Obwohl die Bundesregierung im April 2016 eine Strategie zur Eindämmung von HIV, Hepatitis B und C sowie anderen sexuell übertragbaren Infektionen beschlossen hat, gab es im Jahr 2024 laut den neuesten Zahlen des Robert-Koch-Instituts circa 200 mehr HIV-Infektionen als im Vorjahr. Demnach lag die Zahl deutschlandweit bei 97.700, während es im gleichen Jahr circa 2300 neue HIV-Infektionen gab. Davon erhielten 87.600 eine antiretrovirale Therapie. In Berlin gab es 2024 laut den neuesten Zahlen des RKI circa 17.900 Menschen mit HIV oder Aids.
Ein weiterer Bereich, in dem HIV-Patientinnen und -Patienten Diskriminierung erfahren könnten, ist die elektronische Patientenakte (ePA). Das Argument lautet, dass jede Person im Gesundheitswesen eine HIV-Diagnose im System sehen könnte. Der Verein Deutsche Aidshilfe beklagt, dass der selbstbestimmte Umgang mit Gesundheitsinformationen zu kompliziert ist. Sensible Informationen könnten auch durch die Medikationsliste bekannt werden, die sowohl für Apotheken als auch für Praxen einsehbar ist.
Laut Manuel Hofmann, Referent für Digitalisierung bei der Deutschen Aidshilfe, hätten HIV-Schwerpunktpraxen berichtet, dass sie auf Wunsch von Patientinnen und Patienten die HIV-Medikamente wieder als Papierrezept ausstellen, um zu vermeiden, dass die HIV-Infektion über die Medikationsliste innerhalb des Gesundheitswesens bekannt wird. Dies geht aus einer Anfrage der PZ hervor.

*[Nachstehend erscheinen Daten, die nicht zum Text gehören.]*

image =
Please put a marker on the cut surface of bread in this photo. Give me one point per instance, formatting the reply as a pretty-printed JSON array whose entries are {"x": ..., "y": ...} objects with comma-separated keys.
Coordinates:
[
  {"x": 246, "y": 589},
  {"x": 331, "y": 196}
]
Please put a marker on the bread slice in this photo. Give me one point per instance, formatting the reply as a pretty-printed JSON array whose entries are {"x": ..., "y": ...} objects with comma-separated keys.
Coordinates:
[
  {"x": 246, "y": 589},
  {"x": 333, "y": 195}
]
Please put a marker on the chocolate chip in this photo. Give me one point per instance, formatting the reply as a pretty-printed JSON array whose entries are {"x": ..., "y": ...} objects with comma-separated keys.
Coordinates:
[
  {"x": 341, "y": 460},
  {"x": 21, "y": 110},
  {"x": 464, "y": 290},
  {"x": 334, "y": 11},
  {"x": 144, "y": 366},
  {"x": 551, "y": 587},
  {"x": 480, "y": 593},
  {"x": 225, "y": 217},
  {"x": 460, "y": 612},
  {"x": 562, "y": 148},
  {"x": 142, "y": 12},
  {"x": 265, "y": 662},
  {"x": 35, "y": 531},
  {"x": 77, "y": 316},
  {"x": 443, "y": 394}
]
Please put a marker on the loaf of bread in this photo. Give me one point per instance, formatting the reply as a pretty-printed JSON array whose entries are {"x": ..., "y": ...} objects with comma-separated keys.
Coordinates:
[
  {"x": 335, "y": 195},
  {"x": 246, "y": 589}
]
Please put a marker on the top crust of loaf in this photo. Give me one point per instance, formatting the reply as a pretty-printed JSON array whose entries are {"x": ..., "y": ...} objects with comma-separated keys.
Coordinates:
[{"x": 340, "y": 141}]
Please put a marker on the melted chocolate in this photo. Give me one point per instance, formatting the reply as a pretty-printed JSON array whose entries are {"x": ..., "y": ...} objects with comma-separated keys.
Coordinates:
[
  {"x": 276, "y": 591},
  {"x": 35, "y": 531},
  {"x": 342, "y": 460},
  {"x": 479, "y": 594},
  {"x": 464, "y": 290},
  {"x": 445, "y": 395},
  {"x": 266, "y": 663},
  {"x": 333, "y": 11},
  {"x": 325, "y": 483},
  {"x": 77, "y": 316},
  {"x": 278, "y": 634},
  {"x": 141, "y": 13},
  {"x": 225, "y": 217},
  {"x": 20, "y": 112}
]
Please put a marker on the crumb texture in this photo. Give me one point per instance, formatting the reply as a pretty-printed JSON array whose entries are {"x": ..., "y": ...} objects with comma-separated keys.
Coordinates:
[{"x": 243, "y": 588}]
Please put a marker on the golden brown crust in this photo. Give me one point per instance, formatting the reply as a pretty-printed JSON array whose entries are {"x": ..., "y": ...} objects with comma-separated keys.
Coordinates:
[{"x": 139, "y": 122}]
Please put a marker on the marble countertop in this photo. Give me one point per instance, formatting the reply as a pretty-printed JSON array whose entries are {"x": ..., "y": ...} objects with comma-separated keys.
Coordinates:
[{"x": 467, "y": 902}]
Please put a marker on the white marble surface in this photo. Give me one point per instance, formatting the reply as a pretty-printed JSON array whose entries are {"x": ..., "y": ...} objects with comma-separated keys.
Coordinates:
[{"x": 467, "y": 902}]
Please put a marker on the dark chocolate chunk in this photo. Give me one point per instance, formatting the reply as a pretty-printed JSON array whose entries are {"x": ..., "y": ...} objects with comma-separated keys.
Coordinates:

Eine diskrete Beratung auf Augenhöhe, wie die der Witzleben-Apotheke, könnte positiv dagegen wirken. Für den Linken-Politiker Ates Gürpinar sollte »die Beratung in Apotheken zu HIV und anderen sexuell übertragbaren Infektionen ein zentraler Bestandteil einer modernen, diskriminierungsfreien Versorgung sein«. Dies teilte er der PZ auf Anfrage mit.
Laut Pharmazeut Hofmann wissen die meisten Apothekerinnen und Apotheker, dass HIV kein »Todesurteil«, sondern mittlerweile eine gut behandelbar chronische Infektion ist. »Trotzdem gibt es noch sehr viel Ehrfurcht vor dem Thema«, sagt er.